The gendering of fragrance is almost entirely a twentieth-century marketing invention, driven by the same consumer psychology that decided pink was for girls and blue was for boys. As the perfume industry scaled in the postwar era, dividing the market by gender was an efficient way to double the product lines and simplify the sales pitch. Give women something soft and sweet. Give men something sharp and strong. Sell twice as many bottles.

It worked commercially. It also created an entirely artificial set of associations that has shaped — and limited — how most people think about scent for the better part of a century.

What "Masculine" and "Feminine" Actually Mean in Fragrance

When a fragrance is labelled "for women" or "for men," what's the actual difference? In most cases, it comes down to marketing decisions, not formulation principles.

Take rose. One of the oldest and most universally used ingredients in perfumery, it's been culturally coded as feminine in the West for decades. But some of the most celebrated "masculine" fragrances in history feature rose prominently. The same ingredient, the same molecule, perceived entirely differently depending on the packaging and the marketing copy.

Oud — a rich, woody, sometimes animalic note — has been marketed heavily as masculine in Western markets. Meanwhile, in the Middle East, where oud has been worn for centuries, it's used by everyone without a second thought about gender.

Vanilla is coded feminine in mainstream Western perfumery. But combine it with tobacco, leather, or dark woods and suddenly it's in a "men's" fragrance. The vanilla didn't change. The context did.

The truth is that most fragrance ingredients are neither masculine nor feminine. They're chemical compounds. They don't have gender. What they have is cultural baggage — associations built by decades of advertising that told you what you were supposed to like based on a checkbox on a form.

The Problem With Limiting Yourself

When you shop within a gendered fragrance aisle, you're seeing perhaps half of what's available to you. Maybe less. And the half you're missing might contain the exact scent that would become your favourite — if only you'd encountered it.

A man who avoids florals because they're "women's scents" is missing out on an entire dimension of perfumery. A woman who sticks to light, sweet fragrances because that's what the women's section offers is missing the depth and richness of ingredients she might genuinely love.

The fragrance industry is slowly catching on to this. The fastest-growing segment of the market is unisex and genderless perfumery. But even the word "unisex" carries a faint suggestion that gendered fragrance is the default and gender-neutral is the exception. We'd argue it's the other way around.

How We Think About It

Every fragrance in the Eau Eau collection is designed without gender in mind. Not as a statement. Not as a marketing angle. Because gender simply isn't a useful variable in perfumery.
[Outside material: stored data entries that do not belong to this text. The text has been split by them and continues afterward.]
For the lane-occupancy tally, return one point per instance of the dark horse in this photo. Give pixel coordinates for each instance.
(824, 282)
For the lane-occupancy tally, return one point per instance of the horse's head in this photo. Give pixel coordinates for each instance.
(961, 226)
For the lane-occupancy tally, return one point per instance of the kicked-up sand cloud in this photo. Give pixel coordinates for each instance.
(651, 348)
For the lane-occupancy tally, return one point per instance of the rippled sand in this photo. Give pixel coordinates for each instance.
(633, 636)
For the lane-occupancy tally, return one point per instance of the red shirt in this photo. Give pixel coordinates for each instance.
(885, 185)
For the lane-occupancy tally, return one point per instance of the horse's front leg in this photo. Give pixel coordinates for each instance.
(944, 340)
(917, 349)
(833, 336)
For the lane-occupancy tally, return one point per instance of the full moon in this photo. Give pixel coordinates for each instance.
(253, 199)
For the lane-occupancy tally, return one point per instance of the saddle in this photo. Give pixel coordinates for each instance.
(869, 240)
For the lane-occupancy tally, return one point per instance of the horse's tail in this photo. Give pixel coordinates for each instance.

When we develop a fragrance, the questions we ask are about mood, texture, contrast, and balance. Does this composition feel alive on skin? Does it evolve in an interesting way? Does it create the kind of experience we'd want to wear ourselves? At no point in that process does the question "is this for men or women?" add anything useful.
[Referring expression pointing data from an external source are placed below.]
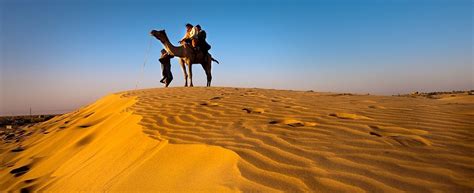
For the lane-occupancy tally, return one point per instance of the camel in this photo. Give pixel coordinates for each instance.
(187, 56)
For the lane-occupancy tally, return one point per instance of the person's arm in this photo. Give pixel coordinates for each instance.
(186, 36)
(194, 32)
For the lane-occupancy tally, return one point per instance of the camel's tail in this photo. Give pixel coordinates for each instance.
(214, 60)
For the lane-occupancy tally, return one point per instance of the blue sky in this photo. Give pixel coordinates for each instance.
(59, 55)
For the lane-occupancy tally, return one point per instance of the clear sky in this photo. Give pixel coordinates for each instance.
(59, 55)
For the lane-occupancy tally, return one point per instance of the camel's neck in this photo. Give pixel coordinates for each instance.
(171, 49)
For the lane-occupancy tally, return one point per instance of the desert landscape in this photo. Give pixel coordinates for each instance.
(248, 140)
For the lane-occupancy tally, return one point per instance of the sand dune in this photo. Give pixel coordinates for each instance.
(249, 140)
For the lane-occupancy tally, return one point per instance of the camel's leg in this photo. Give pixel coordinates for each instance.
(207, 68)
(190, 70)
(183, 67)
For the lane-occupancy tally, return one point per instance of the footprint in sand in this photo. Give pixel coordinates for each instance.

We do acknowledge that people shop with preferences. Some are drawn to lighter, fresher compositions. Others want something deep and enveloping. Some want quiet elegance and others want presence. Those are real preferences worth serving. But they have nothing to do with gender.

You'll notice we categorise by style and mood, not by who we think should wear them. That's deliberate. We'd rather help you find what you love than tell you what you're supposed to like.
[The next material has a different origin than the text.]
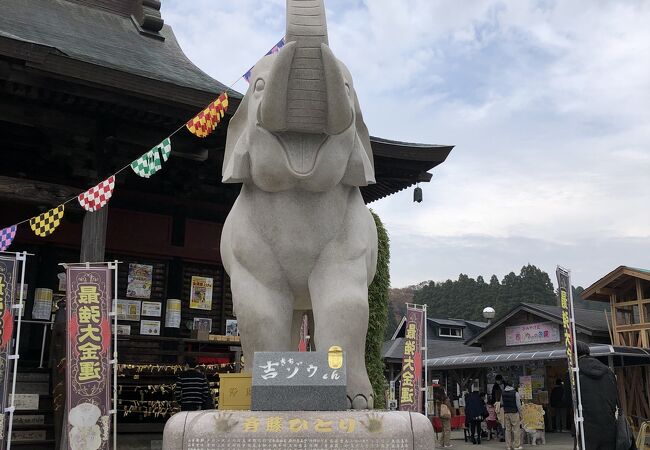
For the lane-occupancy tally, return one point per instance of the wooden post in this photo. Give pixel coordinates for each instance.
(93, 236)
(93, 232)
The Nose Doesn't Know Gender

Here's a fact that should settle the debate: in blind smell tests — where the subject doesn't know whether a fragrance is marketed as masculine, feminine, or unisex — people consistently rate fragrances based on personal preference, not gendered expectation. A woman will love a "men's" fragrance just as readily as a "women's" one when the packaging is removed from the equation.

Your nose doesn't care about marketing. It responds to molecules. It's drawn to what it's drawn to. The only thing standing between you and a fragrance you'd love is the arbitrary label someone put on the box.

Permission to Ignore the Labels

If this series has had a recurring theme, it's permission. Permission to own more than one fragrance. Permission to experiment. Permission to build a collection based on your actual life. And now: permission to ignore the gendered aisle entirely.

Try something you wouldn't normally try. If you've always worn fresh, clean fragrances, see what happens when you try something warm and spiced. If you've been sticking to woods and leather, explore a floral and see if it surprises you. If something is labelled "for men" and you're a woman, or the reverse, wear it anyway. The only person who decides what your fragrance is for is you.

Fragrance has no gender. It only has taste. And yours is the only one that matters.